The standard duration of CBT for eating disorders is 20 sessions, although this time period may be extended, particularly for anorexics with medical complications. Although the Jones' insurance situation is currently unclear, it should be noted that one of the values of CBT is its relatively short and focused duration, which may be an issue when the amount of psychological care available is limited by the insurance company. Initial CBT sessions usually take place twice weekly, gradually phasing out to once weekly and are fifty minutes each. They typically begin "with the client being weighed, including the plotting of weight on an individualized graph, and the subsequent collaborative setting of an agenda. Homework is then reviewed, and agenda items are covered (including anything the client wants to discuss). The session is summarized at the end, and homework is collaboratively set" (Fursland et al. 2012).

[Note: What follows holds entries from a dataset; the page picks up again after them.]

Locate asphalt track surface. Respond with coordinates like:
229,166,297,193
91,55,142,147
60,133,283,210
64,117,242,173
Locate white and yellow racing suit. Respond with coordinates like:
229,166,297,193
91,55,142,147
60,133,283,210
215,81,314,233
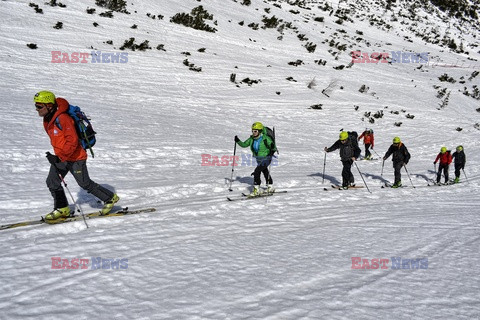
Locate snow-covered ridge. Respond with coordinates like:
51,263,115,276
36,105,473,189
0,0,480,319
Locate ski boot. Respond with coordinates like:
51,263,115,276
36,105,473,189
45,206,70,222
100,193,120,216
392,181,402,189
267,184,275,193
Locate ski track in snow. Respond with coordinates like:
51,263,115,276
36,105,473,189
0,0,480,320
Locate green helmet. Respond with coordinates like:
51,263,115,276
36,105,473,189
340,131,348,141
252,122,263,130
33,91,55,103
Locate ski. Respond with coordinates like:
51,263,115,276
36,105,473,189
382,182,407,189
227,190,287,201
427,180,461,187
0,207,156,230
330,184,363,191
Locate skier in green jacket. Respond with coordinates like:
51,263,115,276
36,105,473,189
235,122,277,197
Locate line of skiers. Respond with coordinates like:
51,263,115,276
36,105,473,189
433,146,467,183
235,122,466,196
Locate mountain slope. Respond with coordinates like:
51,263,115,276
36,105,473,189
0,0,480,319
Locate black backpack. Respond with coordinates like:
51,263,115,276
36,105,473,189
263,127,278,153
55,104,97,158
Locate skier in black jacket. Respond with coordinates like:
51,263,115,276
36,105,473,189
383,137,410,188
452,146,467,183
324,131,362,189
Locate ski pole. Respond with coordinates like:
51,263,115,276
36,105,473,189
353,161,372,193
322,152,327,184
403,164,415,189
47,152,88,228
228,142,237,191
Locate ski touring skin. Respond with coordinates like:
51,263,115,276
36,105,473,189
323,184,363,191
0,207,156,230
227,190,287,201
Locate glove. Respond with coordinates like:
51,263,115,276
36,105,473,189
46,152,60,165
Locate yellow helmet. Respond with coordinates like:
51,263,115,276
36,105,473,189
33,91,55,103
252,122,263,130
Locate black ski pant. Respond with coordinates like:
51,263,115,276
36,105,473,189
393,162,403,185
253,157,273,186
342,159,355,187
365,143,372,158
437,163,450,183
455,164,463,178
47,160,113,209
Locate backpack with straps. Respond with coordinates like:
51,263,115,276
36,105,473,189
263,127,278,153
55,104,97,158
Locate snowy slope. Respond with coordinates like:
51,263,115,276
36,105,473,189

The process of CBT passes through specific phases. During the first phase, the assessment, the therapist talks with the client and determines the intractability of the behavior, beliefs about weight, and sets goals for treatment. Medical risk is also assessed. The client's eating behaviors are discussed and clients may be given various psychological tests and inventories to clarify the best approach. It is unclear from the patient description what Judy's BMI is, or the specifics of her eating behaviors and exercise patterns. All of these are relevant in terms of designing a program of treatment.

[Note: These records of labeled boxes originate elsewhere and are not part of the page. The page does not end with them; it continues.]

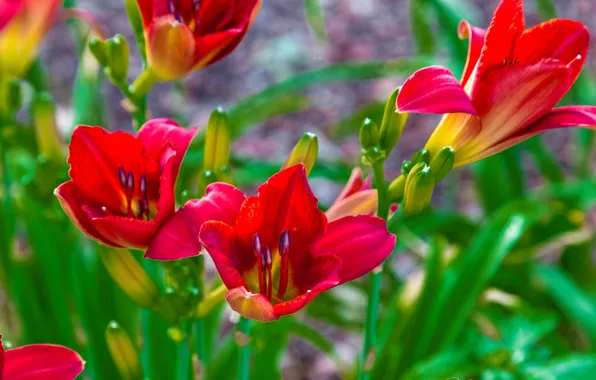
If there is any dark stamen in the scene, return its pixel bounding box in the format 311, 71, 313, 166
277, 230, 290, 298
118, 167, 126, 189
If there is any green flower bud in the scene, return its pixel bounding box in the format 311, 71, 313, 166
430, 146, 455, 183
106, 34, 130, 82
100, 248, 159, 309
380, 88, 408, 156
412, 149, 430, 164
401, 160, 414, 176
282, 132, 319, 175
360, 118, 381, 150
106, 321, 144, 380
387, 174, 406, 203
32, 92, 66, 162
203, 107, 232, 171
400, 162, 435, 215
88, 37, 108, 67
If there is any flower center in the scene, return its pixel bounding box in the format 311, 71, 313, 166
254, 230, 290, 301
118, 167, 151, 220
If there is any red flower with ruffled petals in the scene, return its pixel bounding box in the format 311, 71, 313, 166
193, 164, 395, 321
397, 0, 596, 166
137, 0, 261, 80
0, 335, 85, 380
54, 119, 197, 248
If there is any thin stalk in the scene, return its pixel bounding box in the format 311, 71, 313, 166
176, 322, 192, 380
236, 317, 250, 380
358, 161, 389, 380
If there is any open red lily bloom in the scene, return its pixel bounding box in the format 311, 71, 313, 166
0, 0, 62, 76
325, 168, 377, 222
137, 0, 261, 80
397, 0, 596, 166
0, 335, 85, 380
54, 119, 196, 248
194, 164, 395, 321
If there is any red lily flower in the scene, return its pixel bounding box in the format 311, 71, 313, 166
0, 335, 85, 380
397, 0, 596, 166
137, 0, 261, 80
325, 168, 377, 222
194, 164, 395, 322
54, 119, 197, 248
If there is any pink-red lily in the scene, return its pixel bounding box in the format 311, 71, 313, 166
397, 0, 596, 167
54, 119, 197, 248
0, 0, 62, 77
0, 335, 85, 380
325, 168, 377, 222
191, 164, 395, 322
137, 0, 261, 80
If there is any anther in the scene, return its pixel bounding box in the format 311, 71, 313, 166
118, 167, 126, 189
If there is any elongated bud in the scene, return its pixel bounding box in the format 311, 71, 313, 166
360, 118, 381, 149
430, 146, 455, 183
33, 92, 66, 161
281, 132, 319, 175
387, 174, 406, 203
100, 248, 159, 309
401, 162, 435, 215
88, 37, 108, 67
412, 149, 430, 165
380, 88, 408, 156
401, 160, 414, 176
106, 321, 143, 380
106, 34, 130, 81
203, 107, 232, 171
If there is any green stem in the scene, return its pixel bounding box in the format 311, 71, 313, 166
358, 161, 389, 380
176, 322, 192, 380
236, 317, 250, 380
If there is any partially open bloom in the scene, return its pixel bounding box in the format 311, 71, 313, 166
54, 119, 196, 248
325, 168, 377, 222
397, 0, 596, 167
137, 0, 261, 80
0, 0, 62, 76
0, 335, 85, 380
200, 164, 395, 321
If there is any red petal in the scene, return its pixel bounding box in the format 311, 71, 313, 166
472, 0, 525, 81
226, 287, 279, 322
311, 215, 395, 283
3, 344, 85, 380
397, 66, 476, 115
199, 221, 248, 289
457, 20, 486, 86
137, 119, 197, 177
145, 183, 245, 260
515, 19, 590, 82
273, 255, 342, 316
0, 1, 25, 30
236, 164, 327, 247
54, 181, 121, 248
68, 126, 152, 214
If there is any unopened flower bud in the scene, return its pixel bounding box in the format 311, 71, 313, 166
282, 132, 319, 175
387, 174, 406, 203
360, 118, 381, 150
430, 146, 455, 183
88, 37, 108, 67
401, 162, 435, 215
380, 88, 408, 156
412, 149, 430, 165
106, 34, 130, 81
106, 321, 143, 380
32, 92, 66, 161
101, 248, 159, 309
203, 108, 232, 171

The assessment phase also entails eating disorder education: unlike many other approaches, the CBT approach conceptualizes the client as a rational entity, and strives to use education and a realistic perception of his or her body as an important component of the treatment process. "Psychoeducation helps clients understand what is happening, informs them about maintaining processes (e.g., the vicious cycle of restricting, binge eating, and purging), educates them about health risks, and can correct unhelpful myths (e.g., vomiting is effective in removing calories; many individuals with EDs are unaware that purging only removes 30-60% of calories, at most, because absorption begins within seconds of food ingestion)" (Fursland et al. 2012). Even for a young woman like Judy, CBT still views her as an important part of the treatment process. To help motivate the client, the client is asked to identify the behaviors that trouble her most. The therapist can then help the client understand how treatment will alleviate these problems. For example, many anorexics dislike their constant preoccupation with food. Helping clients understand that insufficient calorie intake to maintain life results in these obsessive thoughts is used as a motivation to encourage them to eat meals at regular intervals. Clients are also given self-monitoring tools to assess anxiety and fullness after meals, and chart their progress in these areas. Weighing clients is usually undertaken once a week and clients are discouraged from weighing themselves at home. Weight is monitored for reasons of health and also to encourage a realistic perception of the client's body.